Forrester Research is forecasting online sales will grow 16% during the holidays, or twice the rate of last year when it slowed in the wake of the Great Recession. That compares to forecasts of 2.5% to 3.0% growth for overall retail sales. A recent Forrester survey of 4,700 U.S. online consumers showed that they will make 37% of their purchases via an online channel this holiday season, compared with 30% in 2009.
Thanks to aggressive free shipping policies, pure play retailers like Zappos are making significant inroads into apparel sales, which account for about one-third of outdoor retailers’ margin share, according to research by Outdoor Industry Association. Zappos, which picks up return shipping fees for its domestic customers, has greatly expanded its selection of outdoor products since being acquired by Amazon.com in November 2009. 


“Historically, a number of brands have protected their retailers by not selling through Zappos,” notes Sam Orme, a securities analyst who follows active lifestyle brands and stocks for D.A. Davidson & Co. “However, this is now changing and – slowly, but surely – premium brands are coming on.
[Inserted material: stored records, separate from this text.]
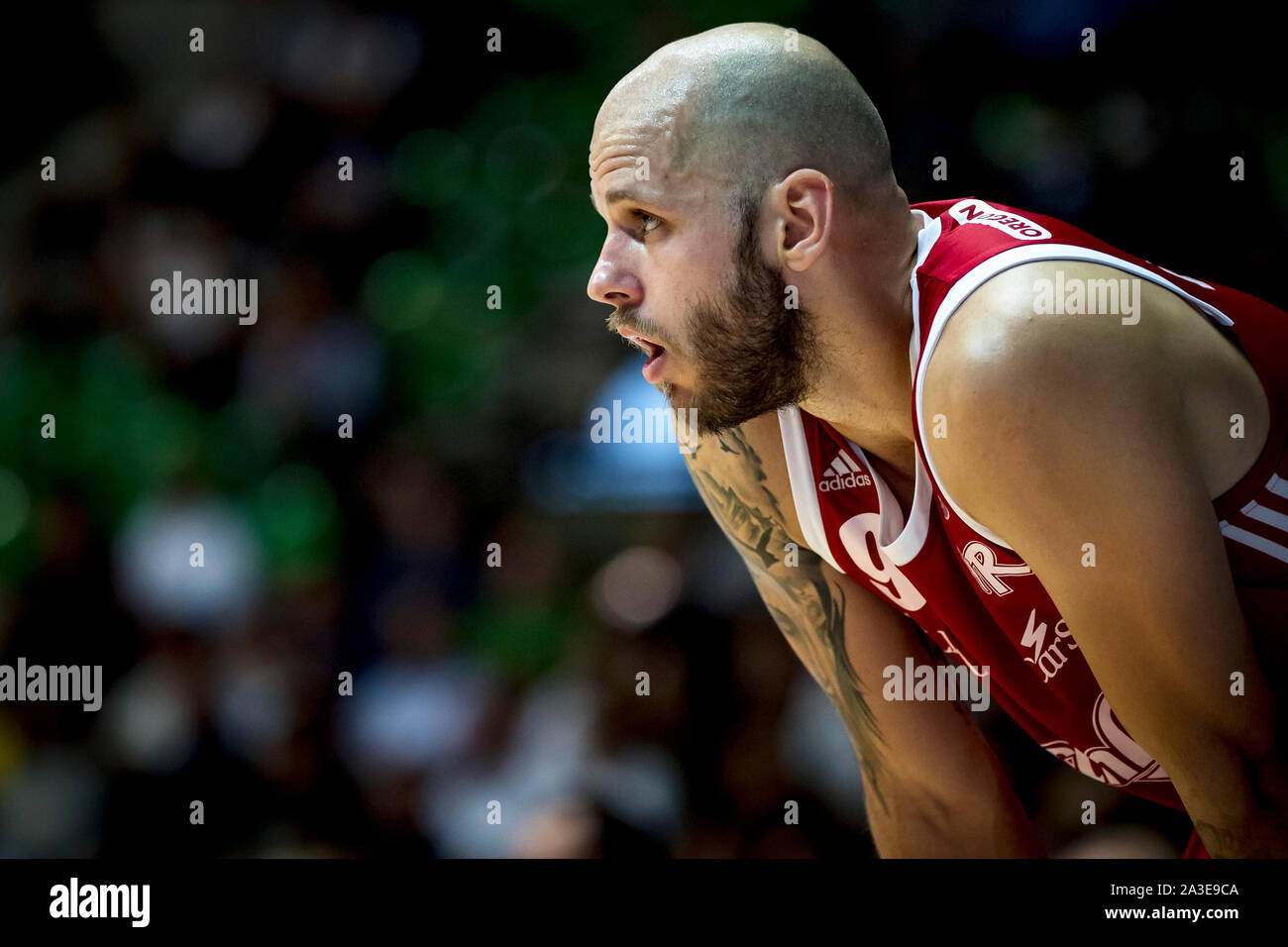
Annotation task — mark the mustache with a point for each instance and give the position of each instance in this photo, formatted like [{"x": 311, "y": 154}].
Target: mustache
[{"x": 631, "y": 320}]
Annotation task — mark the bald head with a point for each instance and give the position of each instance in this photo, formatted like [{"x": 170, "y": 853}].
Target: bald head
[{"x": 751, "y": 102}]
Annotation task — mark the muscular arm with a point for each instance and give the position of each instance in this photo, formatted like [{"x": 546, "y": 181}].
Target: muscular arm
[
  {"x": 1068, "y": 437},
  {"x": 932, "y": 785}
]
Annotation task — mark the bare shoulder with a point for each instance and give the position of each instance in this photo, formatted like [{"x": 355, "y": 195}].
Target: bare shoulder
[{"x": 1059, "y": 351}]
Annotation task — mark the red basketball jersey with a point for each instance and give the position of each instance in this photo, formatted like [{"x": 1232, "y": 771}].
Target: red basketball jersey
[{"x": 964, "y": 585}]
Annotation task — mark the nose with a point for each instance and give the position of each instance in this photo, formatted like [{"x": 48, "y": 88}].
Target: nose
[{"x": 613, "y": 283}]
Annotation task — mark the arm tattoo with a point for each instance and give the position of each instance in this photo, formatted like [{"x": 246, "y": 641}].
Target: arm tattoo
[{"x": 799, "y": 598}]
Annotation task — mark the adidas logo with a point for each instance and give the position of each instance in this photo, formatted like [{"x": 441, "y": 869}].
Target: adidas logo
[{"x": 842, "y": 474}]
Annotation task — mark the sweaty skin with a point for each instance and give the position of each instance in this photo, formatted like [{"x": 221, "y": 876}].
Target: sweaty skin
[{"x": 760, "y": 250}]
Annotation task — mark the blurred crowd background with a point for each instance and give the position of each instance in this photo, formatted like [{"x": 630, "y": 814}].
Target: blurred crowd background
[{"x": 472, "y": 424}]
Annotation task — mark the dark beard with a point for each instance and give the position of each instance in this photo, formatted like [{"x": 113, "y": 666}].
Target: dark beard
[{"x": 752, "y": 354}]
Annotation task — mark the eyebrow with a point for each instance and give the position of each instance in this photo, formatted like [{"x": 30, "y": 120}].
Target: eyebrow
[{"x": 616, "y": 196}]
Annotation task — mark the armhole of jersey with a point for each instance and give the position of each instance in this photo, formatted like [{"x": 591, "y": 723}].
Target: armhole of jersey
[
  {"x": 800, "y": 472},
  {"x": 973, "y": 278}
]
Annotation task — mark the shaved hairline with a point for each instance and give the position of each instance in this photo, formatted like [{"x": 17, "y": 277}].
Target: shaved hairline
[{"x": 758, "y": 110}]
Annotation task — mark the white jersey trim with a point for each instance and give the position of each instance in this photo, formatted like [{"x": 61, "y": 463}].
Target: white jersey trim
[
  {"x": 912, "y": 535},
  {"x": 971, "y": 279}
]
In fairness to the brands, if you are not on Zappos you do not exist. If you are not on Zappos now you will be on in the next year.”
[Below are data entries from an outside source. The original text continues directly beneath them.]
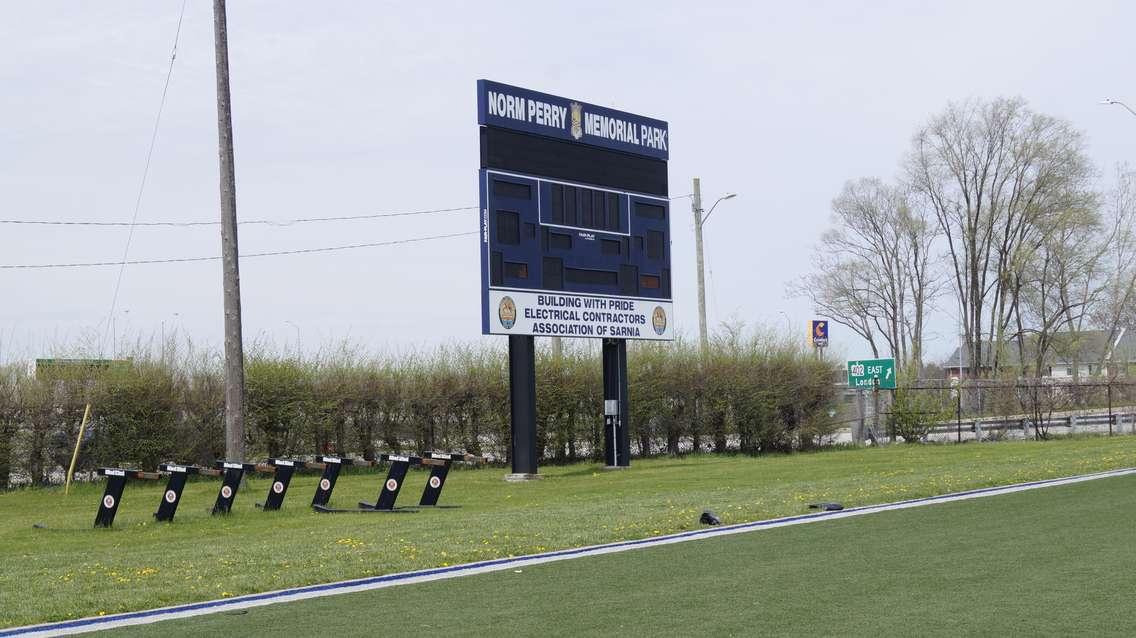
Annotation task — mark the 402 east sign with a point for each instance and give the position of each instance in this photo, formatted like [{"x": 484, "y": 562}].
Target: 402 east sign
[{"x": 575, "y": 238}]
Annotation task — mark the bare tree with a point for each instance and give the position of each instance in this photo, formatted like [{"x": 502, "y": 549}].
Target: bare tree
[
  {"x": 1061, "y": 280},
  {"x": 1117, "y": 309},
  {"x": 873, "y": 269},
  {"x": 996, "y": 176}
]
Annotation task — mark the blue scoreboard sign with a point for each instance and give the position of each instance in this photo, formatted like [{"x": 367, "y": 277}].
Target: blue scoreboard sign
[{"x": 575, "y": 236}]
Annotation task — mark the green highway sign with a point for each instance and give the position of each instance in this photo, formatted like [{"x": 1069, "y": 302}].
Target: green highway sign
[{"x": 873, "y": 372}]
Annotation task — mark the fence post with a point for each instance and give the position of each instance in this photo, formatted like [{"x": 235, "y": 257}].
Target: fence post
[
  {"x": 1109, "y": 387},
  {"x": 861, "y": 418}
]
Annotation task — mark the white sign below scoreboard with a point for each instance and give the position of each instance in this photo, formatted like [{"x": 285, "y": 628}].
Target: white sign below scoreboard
[{"x": 558, "y": 315}]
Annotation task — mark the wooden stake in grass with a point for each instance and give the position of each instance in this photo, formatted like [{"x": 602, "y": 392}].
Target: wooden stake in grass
[{"x": 78, "y": 441}]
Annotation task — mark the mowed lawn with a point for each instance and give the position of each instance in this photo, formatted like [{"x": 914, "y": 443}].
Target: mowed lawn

In a move aimed in large part at competing against Amazon.com, GSI Commerce last month rolled out ShopRunner, which offers unlimited free 2-day shipping, no minimum order size and unlimited free shipping on returned orders for a $79 annual membership fee. Dick’s Sporting Goods, Eastern Mountain Sports, The Sports Authority, the NBA Store, the NFLShop and Shop.NHL.com are all offering ShopRunner.


This will present significant additional competition for apparel and footwear sales for independent outdoor specialty dealers already struggling to keep up.


“We smaller accounts are getting thrown to the wayside because we are ordering smaller onesies and twosies,” said David Polivy, owner of Tahoe Mountain Sports, a California retailer. Polivy, who started selling online before opening his first brick-and-mortar store, said he feels increasingly marginalized by outdoor vendors. On one hand, they demand he place pre-season orders earlier and earlier. On the other hand, he is the last to know when they miss a shipping deadline or have close-outs available.


Those pressure will only increase, because more Americans are starting their shopping experience by going on line, notes Mark McKnight, marketing and e-commerce director for Rock/Creek, an outdoor retailer based in Chattanooga, TN.


“Amazon has become a huge part of how people research and shop,” notes McKnight. “The percent of customers that shop just one channel are minimal and customers that shop in two or more channels are more profitable.”


The proliferation of smartphones and a coming wave of geolocation apps and social shopping services like Groupon and Foursquare will only accelerate the trend in 2011.


During the current holiday shopping season, 18% of U.S. online adults plan to use their mobile device to compare retail prices, and 16% expect to use their phone to locate a nearby store, according Forrester.


In mid-November, REI joined the ranks of national retailers that display local availability online and Moosejaw became one of 35 retailers to start feeding Google store inventory data in near real-time so shoppers can see what’s in stock at each of its seven brick-and-mortar stores.
“We offer a lot of hard-to-find outdoor products, so this will really help drive people into our stores,” said Kate Runyon, Moosejaw's Internet marketing manager. “We see Google Local converting some online shoppers back to local, as they discover specialty retailers like Moosejaw.”


While helping multi-channel marketers drive customers back into their stores, these trends threaten to leave single-channel, mom-and-pop shops even further behind.


 “Here is reality retailers have to get mind around,” said McKnight at Rock/Creek. “If you don't have a website out there with the information, your customers are going somewhere else to do the research. If you have [the] right product at [the] right time, they will buy it, but you have to capture that purchase right away. It’s all about conversion rates.”